As the term would suggest, muscular buyers use their economic power over the supplier, not only to use them, but to use them up and discard them. Power extracts value from the supplier, but doesn't provide an environment where value can be fostered and created. According to Williamson, power is a trap that is both "myopic and inefficient."
Organizations that use their "muscle" to gain an advantage over suppliers may have a short-term win, but they will lose in the long term. This myopic trap can be seen all around it. It serves as the basis for the Kraljik model, A.T. Kearney’s Purchasing Chessboard and even the theme of most negotiation books — such as Karrass’s “The Negotiation Game”. While this approach can work in some instances, it is incomplete and unsustainable. Companies will ultimately face higher market costs and transaction costs from switching or transitioning suppliers, or at a minimum from suppliers being forced to use conventional negotiations to put in myopic and costly contractual provisions and behaviors that simply drive up hidden costs. From the bullied suppliers’ perspective, it is logical to devise covert actions to protect themselves and receive additional compensation.
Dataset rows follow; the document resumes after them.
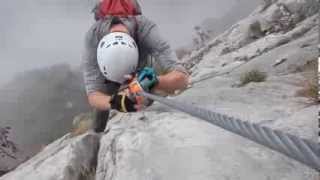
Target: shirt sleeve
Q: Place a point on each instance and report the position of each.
(161, 49)
(93, 78)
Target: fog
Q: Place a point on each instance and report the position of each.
(37, 33)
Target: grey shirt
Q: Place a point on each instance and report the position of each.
(148, 39)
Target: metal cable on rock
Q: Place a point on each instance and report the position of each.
(302, 150)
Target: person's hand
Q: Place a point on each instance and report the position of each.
(123, 103)
(147, 79)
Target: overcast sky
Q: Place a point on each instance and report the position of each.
(37, 33)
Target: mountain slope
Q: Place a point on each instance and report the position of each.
(278, 38)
There is a better way, and that is to enter negotiations with what Williamson refers to as a credible approach. The focus is insistence of clarity of expected results and accountability. The credible style results in fairness to both parties and a challenge to unlock inefficiencies instead of simply looking for an individual win.
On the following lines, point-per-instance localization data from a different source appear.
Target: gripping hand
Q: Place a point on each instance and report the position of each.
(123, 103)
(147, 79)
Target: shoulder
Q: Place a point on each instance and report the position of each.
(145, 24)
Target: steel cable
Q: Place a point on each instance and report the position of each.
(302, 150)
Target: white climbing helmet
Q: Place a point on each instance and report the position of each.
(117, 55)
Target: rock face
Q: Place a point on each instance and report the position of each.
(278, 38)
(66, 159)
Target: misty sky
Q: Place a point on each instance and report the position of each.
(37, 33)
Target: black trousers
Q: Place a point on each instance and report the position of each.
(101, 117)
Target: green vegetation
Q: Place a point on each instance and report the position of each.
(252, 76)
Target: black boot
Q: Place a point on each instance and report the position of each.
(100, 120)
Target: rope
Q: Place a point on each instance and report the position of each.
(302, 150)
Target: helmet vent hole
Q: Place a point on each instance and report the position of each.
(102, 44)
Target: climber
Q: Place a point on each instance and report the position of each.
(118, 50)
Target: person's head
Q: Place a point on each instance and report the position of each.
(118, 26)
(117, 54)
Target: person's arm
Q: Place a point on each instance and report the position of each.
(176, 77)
A credible, collaborative approach will require a significant change in how we view and treat suppliers. It will require more open discussions, understanding mutual limitations and rewards, and trust.
Does it work? Professor Willcocks of the London School of Economics studied and contrasted power-based and trust-based outsourcing contracts. After looking at over 1,200 organizations he found that trust-based relationships had a 40-percent cost savings advantage over power-based contracts. Our own research continually finds buyers and suppliers not only saving money, but creating new products or opportunities. Using a credible approach, one of our students reported how they helped a supplier develop a new leasing product. This resulted in his firm saving 25 percent on their current equipment lease, and removing approximately $3m in end-of-lease costs. The student then introduced the supplier to a potential client — and ended up with a sale three to four times larger than the student’s. It was successful because, in their own words, “both firms were committed to helping each other achieve success as much as they were focused on their own internal success.”
The Outlook
In their book The Procurement Value Proposition, Handfield and Chick challenge short-term, cost-focused approaches to procurement and emphasized the importance of value-based approaches. Getting to consider value means reconsidering the path that will get you there. Reliance on power alone is insufficient in an age of collaboration. Suppliers and buyers have to find new and better ways to harness their power in the new economy. Sometimes you have to power down to create value.